Possible deviations from the standards required in the Conclusions

However, for existing coal power plants there is a solution. Under the applicable EU regulations, operators of large combustion plants, in justified cases, are entitled to apply for a specified period of derogation from the emission levels indicated in the BAT Conclusions. Namely art. 15 item 4 of the IED Directive states that: “Such a derogation may only apply if the assessment shows that achieving the emission levels associated with the best available techniques described in the BAT conclusions would lead to disproportionate costs to environmental benefits due to: a) the geographical location of the installation or local environmental conditions; or b) technical characteristics of the installation”. The IED, along with the national regulations, provides for temporary derogations from the emission limit values of the BAT Conclusions (this is not a derogation from all BAT conclusions, it does not concern, inter alia, monitoring). There is a need for a proper analysis of the conditions for applying derogations from the emission limit values.

There are chances, so they should be utilized-  PKEE calls on

The Polish Electricity Regulatory Commission (PKEE) highlights the importance of issues arising from the BAT Conclusions for the Polish Electricity Power (PKEE) in a document issued on November 16th this year under the name “Adaptation to the Emission Limits contained in the BAT Conclusions for Large Combustion Plants”. The document indicates the possibility of derogations from the four-year deadline, which is necessary in Polish conditions. He also highlights threats and the need to use the possibility of derogating from the rigors of the BAT Conclusions. He states, inter alia, that “early complete discontinuation of carbon units could pose a risk of failure to meet delivery reliability standards and a significant additional burden on end-users”. He also draws attention to the fact that in Poland, the process of transforming the energy mix “must be properly set in time and carried out progressively, by maintaining e.g. security of electricity supply and the necessary protection of consumers. This requires a comprehensive analysis of the conditions for adaptation to the more stringent environmental standards set out in the BAT Conclusions, including the applicability of the derogations, where justified. ”

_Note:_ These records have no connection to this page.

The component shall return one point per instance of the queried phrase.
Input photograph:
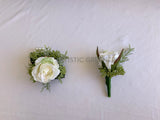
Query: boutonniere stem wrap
(46, 65)
(111, 64)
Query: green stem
(108, 84)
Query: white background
(79, 26)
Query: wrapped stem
(108, 84)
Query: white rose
(45, 69)
(109, 58)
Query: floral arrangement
(46, 65)
(111, 64)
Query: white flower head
(108, 57)
(45, 69)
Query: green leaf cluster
(116, 68)
(48, 52)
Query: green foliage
(62, 73)
(48, 52)
(116, 68)
(125, 54)
(118, 71)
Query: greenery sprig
(48, 52)
(116, 68)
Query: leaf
(126, 52)
(97, 52)
(113, 67)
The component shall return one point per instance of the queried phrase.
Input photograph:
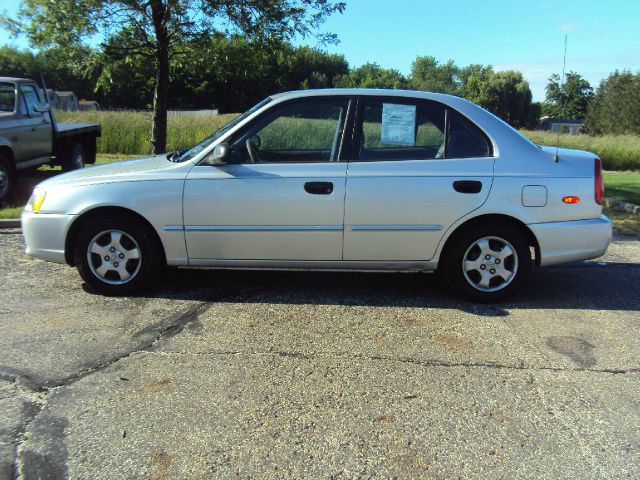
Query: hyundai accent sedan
(340, 179)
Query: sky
(524, 35)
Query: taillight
(598, 186)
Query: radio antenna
(564, 64)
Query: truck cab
(30, 136)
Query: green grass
(624, 186)
(10, 212)
(130, 132)
(618, 152)
(624, 222)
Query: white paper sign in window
(398, 124)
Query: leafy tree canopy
(152, 28)
(568, 100)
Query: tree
(474, 80)
(615, 108)
(508, 96)
(372, 75)
(154, 27)
(569, 100)
(429, 75)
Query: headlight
(37, 199)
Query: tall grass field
(618, 152)
(130, 133)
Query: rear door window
(396, 129)
(393, 130)
(464, 139)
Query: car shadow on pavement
(590, 286)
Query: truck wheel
(116, 256)
(6, 179)
(75, 158)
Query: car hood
(149, 168)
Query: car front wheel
(6, 179)
(488, 263)
(116, 256)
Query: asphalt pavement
(222, 374)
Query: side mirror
(219, 156)
(41, 107)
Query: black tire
(463, 254)
(7, 179)
(74, 159)
(99, 270)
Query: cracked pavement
(223, 374)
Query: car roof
(365, 91)
(15, 79)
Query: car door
(420, 167)
(281, 197)
(35, 135)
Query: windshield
(195, 150)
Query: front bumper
(562, 242)
(45, 234)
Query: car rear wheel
(116, 256)
(488, 263)
(75, 158)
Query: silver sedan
(341, 179)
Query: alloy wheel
(490, 264)
(114, 257)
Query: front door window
(299, 133)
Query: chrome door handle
(467, 186)
(319, 188)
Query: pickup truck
(30, 136)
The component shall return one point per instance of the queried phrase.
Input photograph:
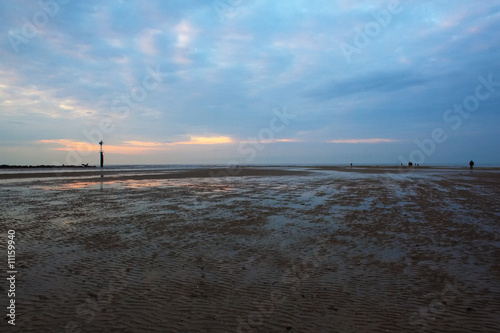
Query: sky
(249, 82)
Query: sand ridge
(319, 251)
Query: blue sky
(249, 81)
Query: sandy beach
(295, 249)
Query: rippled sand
(324, 251)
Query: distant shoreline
(204, 172)
(6, 166)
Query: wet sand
(268, 250)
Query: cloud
(374, 82)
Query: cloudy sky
(249, 81)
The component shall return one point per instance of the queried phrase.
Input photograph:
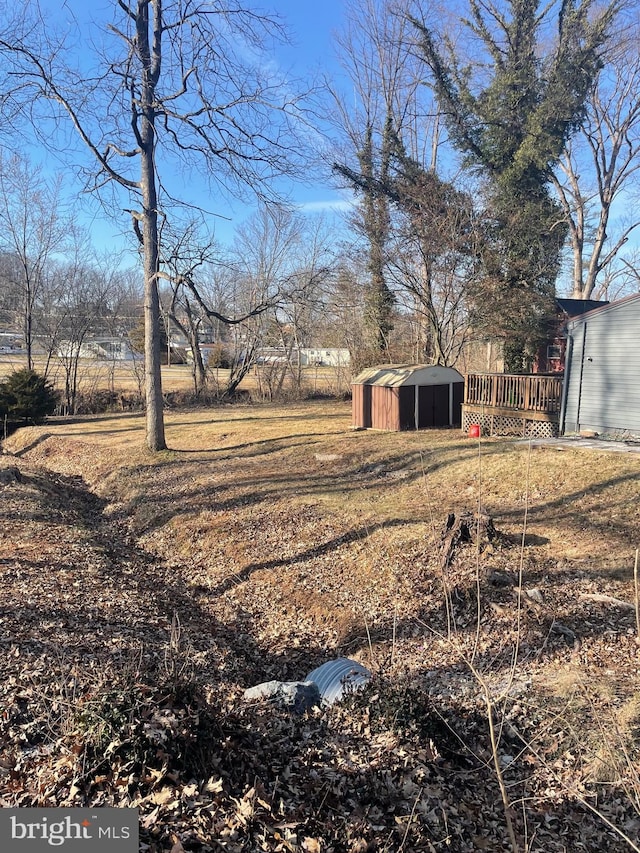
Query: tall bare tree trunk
(153, 378)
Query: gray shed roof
(603, 309)
(396, 375)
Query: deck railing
(530, 393)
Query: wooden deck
(504, 403)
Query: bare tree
(33, 227)
(177, 82)
(599, 172)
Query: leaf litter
(140, 597)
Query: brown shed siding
(385, 409)
(361, 406)
(407, 397)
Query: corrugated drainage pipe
(337, 677)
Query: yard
(143, 593)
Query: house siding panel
(603, 391)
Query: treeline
(490, 151)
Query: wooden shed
(602, 370)
(407, 396)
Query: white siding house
(602, 370)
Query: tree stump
(467, 528)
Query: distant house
(551, 356)
(102, 349)
(602, 370)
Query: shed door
(433, 406)
(407, 403)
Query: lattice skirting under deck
(515, 424)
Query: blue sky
(311, 24)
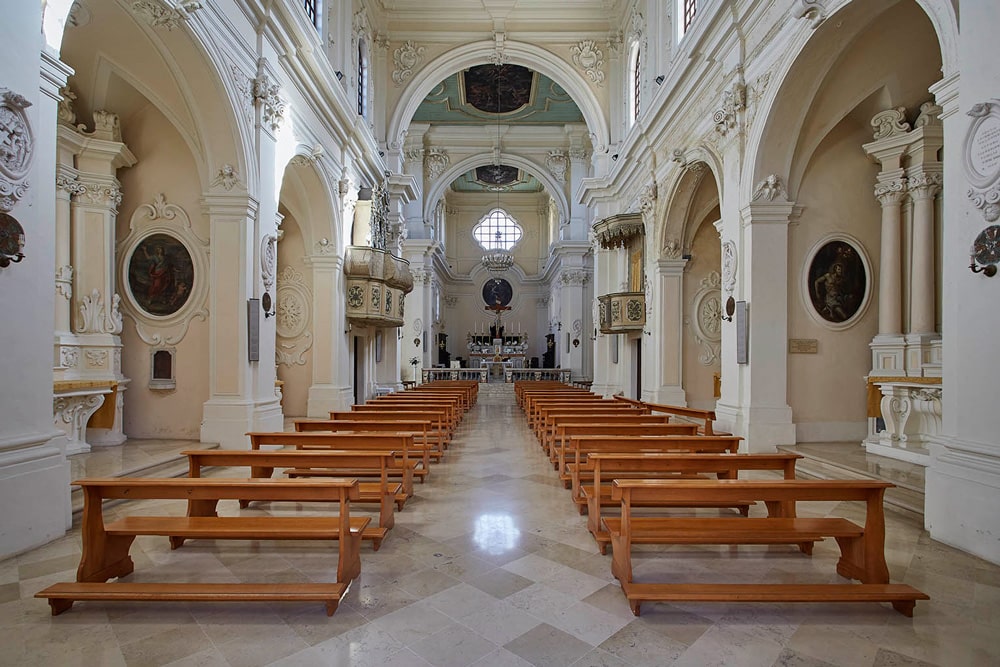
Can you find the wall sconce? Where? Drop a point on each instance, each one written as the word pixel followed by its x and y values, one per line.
pixel 730 309
pixel 11 240
pixel 985 252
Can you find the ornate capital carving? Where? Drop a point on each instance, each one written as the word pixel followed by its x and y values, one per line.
pixel 769 189
pixel 889 123
pixel 436 160
pixel 405 59
pixel 890 192
pixel 557 162
pixel 162 15
pixel 588 57
pixel 812 10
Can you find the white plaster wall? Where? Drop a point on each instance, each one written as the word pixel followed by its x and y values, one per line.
pixel 164 166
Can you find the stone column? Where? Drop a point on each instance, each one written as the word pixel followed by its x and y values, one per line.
pixel 667 338
pixel 331 386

Handbook of the Ministry of the Environment

PKEE notes that the Ministry of the Environment published on 22 August 2017 the “Manual on Rules for Extending Exceptions to the Limits of Emissions” contained in the BAT Conventions for Large Combustion Plants (LCP), pursuant to Art. 204 section 2 of the EPP Act.” The purpose of the publication is to ensure that the rules for the possible application and uniform interpretation of the provisions concerning a possible derogation from the use of the emission levels indicated in the BAT Conclusions are met. The manual provides legal and technical conditions for granting derogations from the emission limit values. What is important, it sets out the rules for drawing up an application for a change or issuance of an integrated permit and a request for a derogation from the emission limit values. It also provides a methodology for counting environmental costs and benefits that may justify derogation from the BAT Conclusions.

The decision to grant a derogation is made by the authority issuing the decision to change the integrated permit, and in practice, mostly by the competent  Marshal of the Voivodship for the given unit. Conclusions do not specify the date by which a derogation may be granted, the situation of the installation is crucial. The length of this deadline will depend on the circumstances surrounding the grant of the derogation.